Sept. 13, 2018

University of Calgary alumni play key role in Thailand cave rescue

Engineering grad credits Schulich School of Engineering with leading world in geomatic mapping
Ivan Maddox
Ivan Maddox, courtesy of UCalgary alumni relations Photo courtesy Intermap

When the eyes of the world were on the rescuers in Thailand, the rescuers’ eyes were on a detailed 3D map created by a geomatics company with strong connections to the University of Calgary and the Schulich School of Engineering.

The sigh of global relief that came when 12 boys and their soccer coach emerged from a flooded cave system in Thailand was certainly echoed by Ivan Maddox, an executive vice-president of Intermap, the Denver-based company considered a world leader in 3D and geospatial mapping.

“We’re happy to celebrate this way because one of the things about creating these geospatial data sets and building awareness about it is you can bring about these beneficial results,” Maddox told the Calgary Herald in an interview, just hours after the last players were rescued.

One of two company executives with UCalgary ties 

He’s one of two company executive vice-presidents with a UCalgary degree, the other being Stephen Griffiths, who graduated with a BSc in astrophysics in 1989.

Maddox, who earned his geomatics engineering degree from the UCalgary in 1996, said the research and expertise coming out of the Schulich School of Engineering has helped make fast, precise mapping like that used in Thailand possible.

“The University of Calgary is a world leader in geomatics engineering,” Maddox told the Herald. “The U of C doesn’t just lead the geomatic engineering industry, it defines the industry on a global scale.”

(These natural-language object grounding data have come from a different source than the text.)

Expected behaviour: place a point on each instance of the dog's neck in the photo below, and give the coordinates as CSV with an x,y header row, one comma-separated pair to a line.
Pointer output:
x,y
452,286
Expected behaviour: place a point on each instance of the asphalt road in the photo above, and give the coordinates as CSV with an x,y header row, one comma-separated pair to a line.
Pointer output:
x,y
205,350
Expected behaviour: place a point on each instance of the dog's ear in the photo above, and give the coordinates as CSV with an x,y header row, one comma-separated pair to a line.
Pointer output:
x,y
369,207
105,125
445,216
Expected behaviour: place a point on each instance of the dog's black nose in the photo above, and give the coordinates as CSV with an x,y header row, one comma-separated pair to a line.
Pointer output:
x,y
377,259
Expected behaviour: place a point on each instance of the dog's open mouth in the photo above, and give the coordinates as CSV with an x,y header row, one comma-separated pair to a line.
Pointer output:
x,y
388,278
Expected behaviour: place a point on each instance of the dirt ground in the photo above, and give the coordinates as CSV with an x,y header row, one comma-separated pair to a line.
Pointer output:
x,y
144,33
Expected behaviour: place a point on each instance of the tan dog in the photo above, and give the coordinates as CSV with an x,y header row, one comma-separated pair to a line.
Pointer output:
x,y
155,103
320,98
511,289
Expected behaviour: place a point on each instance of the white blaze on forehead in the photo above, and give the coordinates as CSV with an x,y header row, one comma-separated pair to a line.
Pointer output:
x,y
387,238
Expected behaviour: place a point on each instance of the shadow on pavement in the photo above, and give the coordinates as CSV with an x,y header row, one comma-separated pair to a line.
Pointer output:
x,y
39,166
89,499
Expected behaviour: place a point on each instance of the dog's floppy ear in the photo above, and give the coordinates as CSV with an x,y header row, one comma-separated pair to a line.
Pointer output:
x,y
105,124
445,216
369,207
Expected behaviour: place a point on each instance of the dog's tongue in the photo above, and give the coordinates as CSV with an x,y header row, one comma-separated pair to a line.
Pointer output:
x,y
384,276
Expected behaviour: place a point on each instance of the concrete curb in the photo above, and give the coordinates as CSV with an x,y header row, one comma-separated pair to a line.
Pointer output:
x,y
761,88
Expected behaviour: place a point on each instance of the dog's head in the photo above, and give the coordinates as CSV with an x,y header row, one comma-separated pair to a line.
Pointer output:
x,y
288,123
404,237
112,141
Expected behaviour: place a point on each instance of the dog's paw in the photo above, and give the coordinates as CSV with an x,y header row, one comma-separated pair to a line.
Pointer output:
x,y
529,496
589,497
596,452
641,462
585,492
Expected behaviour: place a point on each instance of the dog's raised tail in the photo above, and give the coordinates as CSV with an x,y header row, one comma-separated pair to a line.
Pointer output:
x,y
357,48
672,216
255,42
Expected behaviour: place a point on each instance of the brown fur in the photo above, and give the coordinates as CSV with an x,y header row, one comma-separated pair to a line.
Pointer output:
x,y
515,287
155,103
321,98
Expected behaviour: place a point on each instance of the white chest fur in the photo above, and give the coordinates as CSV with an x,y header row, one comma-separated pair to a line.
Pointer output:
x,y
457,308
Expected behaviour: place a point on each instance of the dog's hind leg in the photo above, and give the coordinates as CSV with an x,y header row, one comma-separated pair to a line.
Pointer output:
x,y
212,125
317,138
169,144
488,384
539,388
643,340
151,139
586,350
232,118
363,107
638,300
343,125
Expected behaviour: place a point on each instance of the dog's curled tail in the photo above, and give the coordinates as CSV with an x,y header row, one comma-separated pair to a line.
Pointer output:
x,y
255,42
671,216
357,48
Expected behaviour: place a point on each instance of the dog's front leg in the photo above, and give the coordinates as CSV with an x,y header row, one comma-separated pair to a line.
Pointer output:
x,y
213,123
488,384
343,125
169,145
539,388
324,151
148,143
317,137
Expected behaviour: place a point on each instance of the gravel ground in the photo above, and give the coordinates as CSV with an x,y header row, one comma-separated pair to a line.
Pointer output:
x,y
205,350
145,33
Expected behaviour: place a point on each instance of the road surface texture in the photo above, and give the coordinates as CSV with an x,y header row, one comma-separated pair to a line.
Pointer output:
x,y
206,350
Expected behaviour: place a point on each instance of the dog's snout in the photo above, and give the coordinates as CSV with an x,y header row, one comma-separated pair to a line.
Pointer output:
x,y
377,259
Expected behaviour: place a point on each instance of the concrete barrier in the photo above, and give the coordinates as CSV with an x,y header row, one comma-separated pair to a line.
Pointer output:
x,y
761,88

Sophisticated map key to cave rescue

Intermap’s sophisticated mapping data of the 10-kilometre-deep Tham Luang cave system gave searchers a better understanding of the previously unmapped cave, and where the missing boys might be.

Intermap Technologies CEO Patrick Blott told reporters the company, which has offered geospatial intelligence for nearly three decades, was contacted by the Thai Department of National Parks about some missing kids on June 27.

“Nobody had made contact, nobody knew where they were. They’d been in there for three days. It was a very scary situation,” Blott told reporters.

First map produced within three hours

Using 3D elevation data from 20 sensors, Intermap was able to provide a high-resolution map of the cave system within three hours, which was then used throughout the mission to help rescuers.

This high-resolution elevation data helped prioritize potential drilling points, identify drainage paths, provide a detailed and interactive 3D model of the area, and determine alternate routes into the caves to help rescue the boys.

“Intermap was pleased to assist Thai officials in their search for the missing teens. We’d like to congratulate the international rescue operation, the Thai Navy SEALs and the emergency responders in Thailand on their success in locating the boys,” said Blott.

Schulich dean calls rescue a proud moment for engineering

Schulich School of Engineering Dean Bill Rosehart says the safe rescue of the entire team and coach is something for the whole world to celebrate, and knowing geomatics research at the University of Calgary played a key role just makes the great news even better.

“This is the best sort of example of what engineering can accomplish in a real-world application,” explains Rosehart. “Geomatics engineering from the University of Calgary provided rescuers in Thailand with critical information that helped save lives. That’s a proud moment for this school.”